China Just Shut Down One of Its Most Popular VPNs, Further Tightening Internet Controls

China Just Shut Down One of Its Most Popular VPNs, Further Tightening Internet Controls·Fortune

China has ordered one of the most popular virtual private networks (VPNs) in the country to cease its operations amid a nationwide clamp down on internet freedoms, Bloomberg reports.

VPNs are used the world over to bypass state imposed internet access restrictions. They work by routing traffic to servers in locations where those restrictions don’t apply.

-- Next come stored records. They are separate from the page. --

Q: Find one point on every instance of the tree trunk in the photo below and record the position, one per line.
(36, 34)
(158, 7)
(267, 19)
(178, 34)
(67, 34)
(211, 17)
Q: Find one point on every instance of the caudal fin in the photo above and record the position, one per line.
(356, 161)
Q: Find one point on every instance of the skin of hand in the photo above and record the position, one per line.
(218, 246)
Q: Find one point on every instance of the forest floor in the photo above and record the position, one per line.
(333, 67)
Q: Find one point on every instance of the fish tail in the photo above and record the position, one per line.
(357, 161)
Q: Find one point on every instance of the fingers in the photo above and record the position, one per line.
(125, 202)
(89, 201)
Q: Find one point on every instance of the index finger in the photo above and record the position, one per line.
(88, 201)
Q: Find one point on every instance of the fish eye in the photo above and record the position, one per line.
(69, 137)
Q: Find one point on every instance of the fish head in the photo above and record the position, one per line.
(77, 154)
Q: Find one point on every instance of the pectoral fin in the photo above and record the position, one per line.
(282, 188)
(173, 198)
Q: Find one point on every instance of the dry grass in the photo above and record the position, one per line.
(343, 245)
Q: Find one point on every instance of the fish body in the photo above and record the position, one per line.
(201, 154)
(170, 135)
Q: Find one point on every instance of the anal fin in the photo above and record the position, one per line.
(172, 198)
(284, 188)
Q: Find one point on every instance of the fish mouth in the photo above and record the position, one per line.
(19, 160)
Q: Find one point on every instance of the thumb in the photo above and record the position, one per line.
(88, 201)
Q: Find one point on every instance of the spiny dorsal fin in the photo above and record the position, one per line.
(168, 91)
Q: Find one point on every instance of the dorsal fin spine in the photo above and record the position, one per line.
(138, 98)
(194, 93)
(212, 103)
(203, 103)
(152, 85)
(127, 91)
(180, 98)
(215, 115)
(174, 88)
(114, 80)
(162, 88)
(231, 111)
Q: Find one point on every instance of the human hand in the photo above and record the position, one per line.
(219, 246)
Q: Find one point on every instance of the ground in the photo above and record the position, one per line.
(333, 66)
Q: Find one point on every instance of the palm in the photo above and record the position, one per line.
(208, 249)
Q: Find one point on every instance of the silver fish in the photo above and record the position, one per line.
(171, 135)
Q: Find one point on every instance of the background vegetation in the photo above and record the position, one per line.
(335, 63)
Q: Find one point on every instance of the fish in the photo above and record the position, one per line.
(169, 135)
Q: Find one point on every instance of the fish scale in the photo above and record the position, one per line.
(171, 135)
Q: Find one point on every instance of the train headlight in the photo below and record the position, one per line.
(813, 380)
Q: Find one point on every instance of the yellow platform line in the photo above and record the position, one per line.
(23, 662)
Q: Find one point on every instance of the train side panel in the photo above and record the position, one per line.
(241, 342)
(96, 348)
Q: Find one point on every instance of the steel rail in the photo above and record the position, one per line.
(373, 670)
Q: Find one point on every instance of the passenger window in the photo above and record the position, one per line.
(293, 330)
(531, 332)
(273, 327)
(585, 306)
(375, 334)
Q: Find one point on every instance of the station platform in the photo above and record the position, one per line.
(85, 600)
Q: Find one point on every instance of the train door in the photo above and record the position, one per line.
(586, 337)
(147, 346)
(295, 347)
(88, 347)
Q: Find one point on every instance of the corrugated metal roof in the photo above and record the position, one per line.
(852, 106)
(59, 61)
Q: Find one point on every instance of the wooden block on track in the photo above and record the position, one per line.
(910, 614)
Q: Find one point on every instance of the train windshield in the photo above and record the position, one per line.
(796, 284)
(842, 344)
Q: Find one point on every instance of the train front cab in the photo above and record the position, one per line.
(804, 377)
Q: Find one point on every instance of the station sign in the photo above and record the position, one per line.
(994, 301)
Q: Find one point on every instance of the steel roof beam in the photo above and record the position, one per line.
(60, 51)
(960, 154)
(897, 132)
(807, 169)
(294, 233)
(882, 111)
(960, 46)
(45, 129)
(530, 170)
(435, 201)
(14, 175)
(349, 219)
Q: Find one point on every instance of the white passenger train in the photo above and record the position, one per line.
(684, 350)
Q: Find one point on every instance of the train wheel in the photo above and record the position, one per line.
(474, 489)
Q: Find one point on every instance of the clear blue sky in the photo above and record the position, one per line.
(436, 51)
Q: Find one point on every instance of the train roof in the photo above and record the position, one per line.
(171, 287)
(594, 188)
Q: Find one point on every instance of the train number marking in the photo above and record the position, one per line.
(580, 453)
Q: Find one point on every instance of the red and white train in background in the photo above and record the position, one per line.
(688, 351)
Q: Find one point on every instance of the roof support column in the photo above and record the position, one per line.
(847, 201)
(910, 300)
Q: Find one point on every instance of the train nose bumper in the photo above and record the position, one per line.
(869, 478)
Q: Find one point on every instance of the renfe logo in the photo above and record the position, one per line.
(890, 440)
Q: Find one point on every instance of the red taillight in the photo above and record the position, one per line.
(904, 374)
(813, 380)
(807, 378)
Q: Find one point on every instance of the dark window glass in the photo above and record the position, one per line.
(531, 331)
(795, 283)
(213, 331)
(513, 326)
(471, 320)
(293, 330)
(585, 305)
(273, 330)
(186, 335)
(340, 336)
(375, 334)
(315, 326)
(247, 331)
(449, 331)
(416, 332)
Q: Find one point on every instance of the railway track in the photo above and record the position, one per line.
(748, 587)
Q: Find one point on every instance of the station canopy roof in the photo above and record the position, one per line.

In China, where a system known as the Great Firewall blocks access to news sites such as the New York Times, social media sites like Facebook, and a raft of other content, VPNs are used by private citizens, businesses, universities, and even state-run newspapers to get to off-limits information.

Read more: China’s Great Firewall is Harming Innovation, Scholars Say

But on Monday GreenVPN, one of China’s most popular, told customers it would freeze its service on July 1 after “receiving a notice from regulatory departments.” Some users reported being unable to use the VPN on their smartphones over the weekend, although it is unclear whether this was down to a glitch or the restrictions.

For more on government internet censorship, watch Fortune’s video:

The move is just the latest tightening of internet censorship in the run up to the Chinese Communist Party’s 19th Congress, due to be held around October. Last month, China’s media oversight body ordered three major online companies — including the Twitter-like micro-blogging platform Weibo — to halt some of their multi-media streaming services.

In a January proclamation, China’s Ministry of Industry and Information Technology listed restricting VPNs as one of several priorities for controlling online content in the country.